Forgiveness is a huge topic, but an incredibly relevant one for learning to feel beautiful. As I'm sure you can tell, this week we’re digging into some of the deeper issues holding you back from feeling beautiful. When we hold onto resentment we’re weighed down. We carry this burden around in our bodies.
Choosing not to forgive someone hurts us more than it hurts them.
I was in a really toxic living situation a couple years ago. My roommate and his girlfriend fought a lot. Their fighting had a violent energy to it, and I could hear and feel everything. It was awful, and it went on for months.
After almost a year of this off and on negative energy within our apartment his girlfriend found a reason to be angry with me, and I got pulled into their dramatic mess. I spent 5 months dealing with uncomfortable encounters in my home, through text, and long conversations with my roommate. It was bad, and I did my best to resolve it. But we can’t always do that. Sometimes things are out of our control, and if someone really wants to dislike you, they are going to dislike you.
So I moved out. And it was amazing. My little studio felt peaceful and completely free of anger and aggression—except that I was having nightmares about this woman. My dreams were vivid and full of her anger. I woke up in the morning feeling like I’d just spent the night in my old apartment. Sometimes exiting toxic situations don’t cut our cords with that person.
So, I decided to forgive her, and as soon as I tried to say the words out loud I felt immense resistance.
The truth was that I felt wronged. I felt like I was forced out of my home by this situation, and I was angry at her for it. I was angry because I tried to make things good, but she refused to meet me there. And this is often the reality we face in life. Sometimes we can’t fix things. Sometimes people want to be mad or in pain or suffer. Sometimes people are not ready to forgive. So sometimes there’s nothing we can do but leave, and when that time comes we have to allow ourselves to let go of the past so we can move on and heal.

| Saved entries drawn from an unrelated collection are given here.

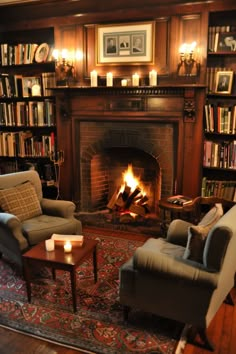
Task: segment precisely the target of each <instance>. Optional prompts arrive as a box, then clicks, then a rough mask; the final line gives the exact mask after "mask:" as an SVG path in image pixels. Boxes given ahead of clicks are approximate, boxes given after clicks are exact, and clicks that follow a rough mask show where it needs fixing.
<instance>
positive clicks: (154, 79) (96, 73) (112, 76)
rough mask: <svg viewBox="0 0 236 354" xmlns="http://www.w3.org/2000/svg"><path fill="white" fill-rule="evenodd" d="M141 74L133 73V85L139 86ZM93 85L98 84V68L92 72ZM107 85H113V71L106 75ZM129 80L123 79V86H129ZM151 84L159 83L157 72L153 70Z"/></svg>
mask: <svg viewBox="0 0 236 354" xmlns="http://www.w3.org/2000/svg"><path fill="white" fill-rule="evenodd" d="M139 79H140V78H139V75H138V74H137V73H135V74H133V75H132V86H139ZM90 80H91V86H92V87H96V86H98V74H97V71H96V70H93V71H91V73H90ZM106 85H107V86H113V74H112V73H111V72H109V73H107V75H106ZM127 85H128V80H126V79H123V80H121V86H127ZM149 85H150V86H156V85H157V72H156V71H155V70H152V71H150V72H149Z"/></svg>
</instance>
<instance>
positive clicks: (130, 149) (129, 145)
mask: <svg viewBox="0 0 236 354" xmlns="http://www.w3.org/2000/svg"><path fill="white" fill-rule="evenodd" d="M77 122H78V124H77V125H76V127H77V130H76V132H75V133H76V136H75V141H76V142H78V145H77V146H78V149H77V150H76V151H77V153H78V155H77V156H78V158H80V171H79V173H80V183H79V186H80V200H79V207H80V210H81V211H82V212H97V211H101V210H104V209H107V204H108V202H109V200H110V198H111V197H112V195H113V194H114V192H115V191H116V189H117V187H118V186H119V185H120V184H121V178H122V173H123V172H124V171H125V170H126V169H127V166H128V165H129V164H132V166H133V171H134V173H135V175H137V176H139V177H140V179H141V181H142V183H143V184H144V185H145V187H146V188H147V190H148V194H149V205H150V210H151V212H154V213H155V212H156V210H157V208H158V206H157V203H158V200H159V199H161V198H162V197H165V196H168V195H171V194H172V193H173V188H174V183H175V167H176V166H175V161H176V151H177V145H176V141H177V140H176V136H177V134H176V132H177V130H176V126H175V124H172V123H161V122H138V121H132V122H124V121H116V122H111V121H106V122H104V121H103V122H92V121H89V122H88V121H84V122H79V121H77ZM78 137H79V139H78Z"/></svg>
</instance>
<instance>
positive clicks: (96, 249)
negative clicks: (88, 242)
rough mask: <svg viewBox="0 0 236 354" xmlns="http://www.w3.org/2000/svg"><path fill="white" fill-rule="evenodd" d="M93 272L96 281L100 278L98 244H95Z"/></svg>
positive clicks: (93, 258) (93, 252) (93, 251)
mask: <svg viewBox="0 0 236 354" xmlns="http://www.w3.org/2000/svg"><path fill="white" fill-rule="evenodd" d="M93 273H94V283H96V282H97V280H98V274H97V246H95V248H94V251H93Z"/></svg>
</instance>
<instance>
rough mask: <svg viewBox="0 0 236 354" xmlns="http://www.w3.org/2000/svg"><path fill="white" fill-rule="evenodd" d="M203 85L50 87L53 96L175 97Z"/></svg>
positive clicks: (189, 84)
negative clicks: (99, 95) (160, 95)
mask: <svg viewBox="0 0 236 354" xmlns="http://www.w3.org/2000/svg"><path fill="white" fill-rule="evenodd" d="M205 87H206V86H205V85H201V84H165V85H158V86H112V87H107V86H97V87H91V86H56V87H51V88H50V90H53V91H54V92H55V94H56V93H57V92H59V93H60V92H64V93H68V94H69V93H72V94H73V93H76V92H78V91H79V92H80V94H82V95H88V96H89V95H105V94H107V95H114V94H116V95H167V94H173V95H177V94H179V93H181V94H183V92H184V91H185V90H187V91H188V90H193V91H194V90H197V89H205Z"/></svg>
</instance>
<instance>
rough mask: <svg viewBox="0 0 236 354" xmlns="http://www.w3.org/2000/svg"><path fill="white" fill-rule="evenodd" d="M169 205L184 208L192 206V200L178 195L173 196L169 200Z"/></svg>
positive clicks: (167, 199) (181, 194) (170, 197)
mask: <svg viewBox="0 0 236 354" xmlns="http://www.w3.org/2000/svg"><path fill="white" fill-rule="evenodd" d="M167 201H168V203H171V204H175V205H180V206H184V205H187V204H191V203H192V201H193V200H192V198H191V197H188V196H185V195H182V194H177V195H173V196H171V197H169V198H167Z"/></svg>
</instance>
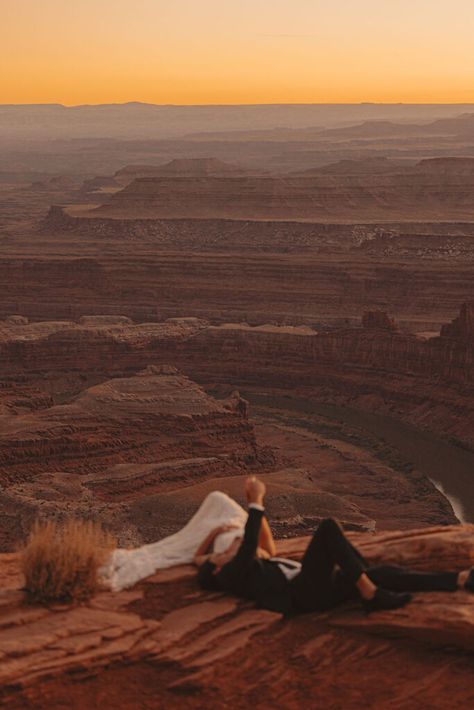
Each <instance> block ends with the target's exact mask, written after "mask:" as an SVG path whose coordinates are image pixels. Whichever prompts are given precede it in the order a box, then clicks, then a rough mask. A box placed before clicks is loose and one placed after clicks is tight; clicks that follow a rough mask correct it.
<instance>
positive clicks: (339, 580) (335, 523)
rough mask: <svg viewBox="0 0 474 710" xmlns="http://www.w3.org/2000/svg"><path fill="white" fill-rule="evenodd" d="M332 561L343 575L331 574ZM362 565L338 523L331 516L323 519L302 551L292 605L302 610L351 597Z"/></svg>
mask: <svg viewBox="0 0 474 710" xmlns="http://www.w3.org/2000/svg"><path fill="white" fill-rule="evenodd" d="M336 565H338V566H339V567H340V568H341V570H342V571H343V573H344V574H343V575H337V576H336V575H335V566H336ZM365 569H366V565H365V562H364V560H363V558H362V556H361V555H360V554H359V553H358V552H357V550H355V548H354V547H353V546H352V545H351V544H350V542H349V541H348V540H347V539H346V537H345V535H344V533H343V531H342V529H341V528H340V526H339V525H338V523H336V521H335V520H332V519H331V518H328V519H326V520H323V521H322V522H321V524H320V525H319V527H318V529H317V530H316V532H315V533H314V535H313V538H312V540H311V542H310V544H309V545H308V548H307V550H306V552H305V554H304V557H303V560H302V569H301V572H300V574H299V575H298V576H297V577H296V578H295V579H294V580H293V583H292V593H293V598H294V601H295V605H296V607H298V608H300V609H301V610H302V611H303V610H304V611H310V610H315V609H321V608H327V607H330V606H334V605H336V604H338V603H340V602H341V601H343V600H344V599H347V598H349V597H351V596H352V595H353V594H354V590H355V583H356V582H357V580H358V579H359V577H360V575H361V574H362V573H363V572H364V571H365Z"/></svg>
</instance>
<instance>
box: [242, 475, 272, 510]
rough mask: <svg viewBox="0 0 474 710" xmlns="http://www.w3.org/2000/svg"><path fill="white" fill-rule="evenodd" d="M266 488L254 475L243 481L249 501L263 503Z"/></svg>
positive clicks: (257, 502) (258, 479)
mask: <svg viewBox="0 0 474 710" xmlns="http://www.w3.org/2000/svg"><path fill="white" fill-rule="evenodd" d="M266 490H267V489H266V486H265V484H264V482H263V481H260V480H259V479H258V478H257V477H256V476H249V478H247V480H246V481H245V493H246V496H247V501H248V502H249V503H257V504H258V505H263V498H264V496H265V492H266Z"/></svg>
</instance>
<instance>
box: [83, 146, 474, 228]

So even though I felt the resistance to forgiving her I began to work through it. I kept saying over and over, “I forgive you, Jenny. I forgive you, Jenny. I forgive you, Jenny.” (This is not her real name, by the way.)
The first few times I said it I felt the feelings I was holding onto coming up for me, and that’s a good thing. Then we can choose to keep walking through them. I then became aware that I was angry with her, and I could still choose to forgive her. So I kept saying this over and over again out loud. I envisioned her happy and healthy and feeling deep love and joy.
My nightmares stopped, and I could picture myself seeing her and embracing her with warmth. And then 5 months later I saw my former roommate, and we talked about the situation. Very quickly I discovered that they were still having issues about me, and things were said that brought up the chaos all over again. It affected me for days after. My nightmares started again, and I realized I needed to work on forgiving (both of them this time) all over again.
I'm not gonna lie. This is difficult work.
Sometimes it has to be done a few times because these feelings are so deep and difficult. But forgiving others is something you have to do for yourself. You have to be able to let go of the pain you’re holding onto by refusing to forgive.
And to be clear, to forgive someone who has harmed you does not mean that you have to have any communication with them. It doesn’t mean that you have to work things out or “make up.” Sometimes the best thing you can do for yourself is to remove yourself from the situation and work on forgiveness from a distance. It also doesn’t mean you condone their actions. Forgiving someone else is for you and your own health.
All of us have someone from some point in our lives who we are holding pain from. Call this person to mind and begin to work on forgiving them.
I forgive you, NAME. I wish you peace and love.
Be sure to stare into your own eyes today.